Wunibald Deininger (5 March 1879, Vienna – 28 August 1963, Salzburg) was an Austrian architect and art teacher.

== Life and work ==
His father Julius, uncle Johann and brother Theodor (1881–1908) were all architects. His mother Ludmilla, née Schönfuss, was originally from Moravia.

He began his studies at the Gewerbeschule (Industrial school). In 1898, he transferred to the Academy of Fine Arts, where he began with Victor Luntz, then studied with Otto Wagner for three years. In 1901, he was awarded the academy's Gundel-Prize for excellence. Upon graduating, he was presented with a scholarship that enabled him to study in Rome.

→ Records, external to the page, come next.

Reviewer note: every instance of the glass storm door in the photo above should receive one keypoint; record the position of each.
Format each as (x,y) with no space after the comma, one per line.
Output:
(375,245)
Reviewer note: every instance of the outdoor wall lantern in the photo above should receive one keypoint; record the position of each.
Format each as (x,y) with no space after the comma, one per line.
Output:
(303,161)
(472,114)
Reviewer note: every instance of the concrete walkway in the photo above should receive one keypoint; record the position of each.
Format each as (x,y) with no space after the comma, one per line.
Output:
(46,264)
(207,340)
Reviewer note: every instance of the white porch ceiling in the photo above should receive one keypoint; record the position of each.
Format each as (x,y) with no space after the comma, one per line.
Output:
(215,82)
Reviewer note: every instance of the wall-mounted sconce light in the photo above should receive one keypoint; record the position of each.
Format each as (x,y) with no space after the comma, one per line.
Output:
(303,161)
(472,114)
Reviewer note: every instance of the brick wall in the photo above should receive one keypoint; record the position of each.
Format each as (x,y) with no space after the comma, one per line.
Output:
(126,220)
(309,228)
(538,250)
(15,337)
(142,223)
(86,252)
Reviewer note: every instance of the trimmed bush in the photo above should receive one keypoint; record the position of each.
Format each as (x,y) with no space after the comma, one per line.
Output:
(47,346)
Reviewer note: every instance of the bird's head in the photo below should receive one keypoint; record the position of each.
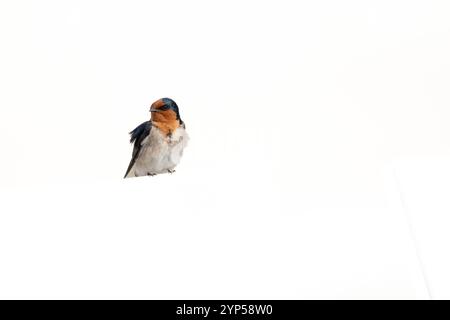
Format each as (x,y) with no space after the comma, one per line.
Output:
(165,110)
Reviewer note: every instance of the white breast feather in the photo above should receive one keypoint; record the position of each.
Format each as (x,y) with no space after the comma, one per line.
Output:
(160,154)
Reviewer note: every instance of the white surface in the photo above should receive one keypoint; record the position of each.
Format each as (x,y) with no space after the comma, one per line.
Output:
(426,188)
(295,111)
(179,237)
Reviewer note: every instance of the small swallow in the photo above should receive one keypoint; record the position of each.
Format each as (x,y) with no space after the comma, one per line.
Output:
(159,142)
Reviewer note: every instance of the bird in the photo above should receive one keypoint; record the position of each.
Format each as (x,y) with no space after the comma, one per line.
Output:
(158,142)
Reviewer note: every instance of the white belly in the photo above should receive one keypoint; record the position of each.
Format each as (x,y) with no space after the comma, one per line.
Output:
(160,154)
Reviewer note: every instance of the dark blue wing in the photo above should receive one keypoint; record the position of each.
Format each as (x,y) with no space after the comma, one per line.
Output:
(137,136)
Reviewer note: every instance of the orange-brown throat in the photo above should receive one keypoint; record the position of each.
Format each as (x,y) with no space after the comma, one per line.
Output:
(166,121)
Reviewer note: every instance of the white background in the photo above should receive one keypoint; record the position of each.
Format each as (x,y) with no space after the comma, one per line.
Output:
(316,167)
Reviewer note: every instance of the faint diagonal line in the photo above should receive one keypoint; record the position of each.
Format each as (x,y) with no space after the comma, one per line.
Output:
(411,231)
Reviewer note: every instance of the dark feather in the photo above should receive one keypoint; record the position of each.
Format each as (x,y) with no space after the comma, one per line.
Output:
(137,136)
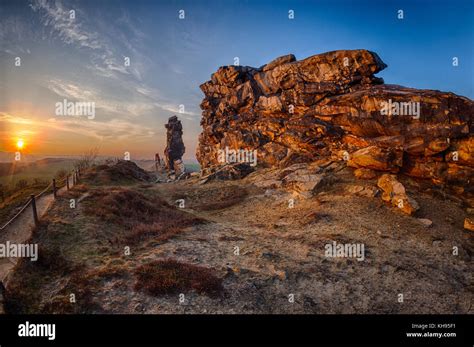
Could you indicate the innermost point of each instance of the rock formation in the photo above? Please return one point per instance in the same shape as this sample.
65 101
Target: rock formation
174 145
332 105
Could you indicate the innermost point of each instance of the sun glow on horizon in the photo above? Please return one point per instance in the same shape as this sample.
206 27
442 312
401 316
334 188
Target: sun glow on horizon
20 143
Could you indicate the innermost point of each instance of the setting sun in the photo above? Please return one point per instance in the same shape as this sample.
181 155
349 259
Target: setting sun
20 144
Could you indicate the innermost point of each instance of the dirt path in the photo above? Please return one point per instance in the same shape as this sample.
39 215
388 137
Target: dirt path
20 230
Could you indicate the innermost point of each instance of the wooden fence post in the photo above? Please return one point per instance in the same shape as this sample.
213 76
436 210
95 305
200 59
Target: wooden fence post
35 212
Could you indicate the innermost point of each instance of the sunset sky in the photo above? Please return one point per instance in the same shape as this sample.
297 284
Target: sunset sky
82 59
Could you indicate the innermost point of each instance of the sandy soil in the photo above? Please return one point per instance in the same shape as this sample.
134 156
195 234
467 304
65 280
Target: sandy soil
280 253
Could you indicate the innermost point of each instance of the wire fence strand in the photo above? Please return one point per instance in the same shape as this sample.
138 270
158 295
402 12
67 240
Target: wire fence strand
39 195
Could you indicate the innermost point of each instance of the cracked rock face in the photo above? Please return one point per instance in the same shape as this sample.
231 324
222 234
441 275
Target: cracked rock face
174 142
294 111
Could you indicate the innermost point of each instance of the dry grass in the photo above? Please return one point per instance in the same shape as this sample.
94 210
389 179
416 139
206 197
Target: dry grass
210 198
121 173
143 216
170 276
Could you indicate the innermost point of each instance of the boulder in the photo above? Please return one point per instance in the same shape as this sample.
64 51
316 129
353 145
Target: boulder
174 144
294 111
365 174
395 193
469 223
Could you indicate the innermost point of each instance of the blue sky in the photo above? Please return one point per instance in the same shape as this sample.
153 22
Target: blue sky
83 59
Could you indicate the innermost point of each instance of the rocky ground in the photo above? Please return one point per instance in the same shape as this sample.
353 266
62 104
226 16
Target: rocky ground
247 246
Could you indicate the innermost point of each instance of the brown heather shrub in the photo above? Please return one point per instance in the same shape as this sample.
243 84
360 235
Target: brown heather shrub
169 276
143 216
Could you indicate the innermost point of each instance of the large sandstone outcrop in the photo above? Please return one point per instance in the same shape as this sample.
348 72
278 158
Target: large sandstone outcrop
331 104
174 144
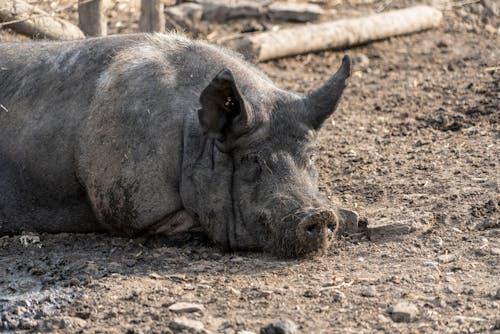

Before establishing an independent practice in 1910, he worked with his father. His first fully independent project was a home for J. E. Steiner, a manufacturer of furniture fabrics. After that, he specialized in family houses, inspired by his time in Italy, with elements from English architecture. He designed buildings in Ostrava as well as Vienna. During World War I, he lived in Italy.

After the war, he obtained a position at an industrial school in Salzburg. From 1931 to 1946, he served as a professor at the Graz University of Technology where, on two occasions, he briefly held the position of Dean of the School of Architecture. Back in Salzburg, he designed both residential and commercial buildings, as well as becoming involved in urban planning. Many of his original sketches and plans are held by the Salzburg Museum.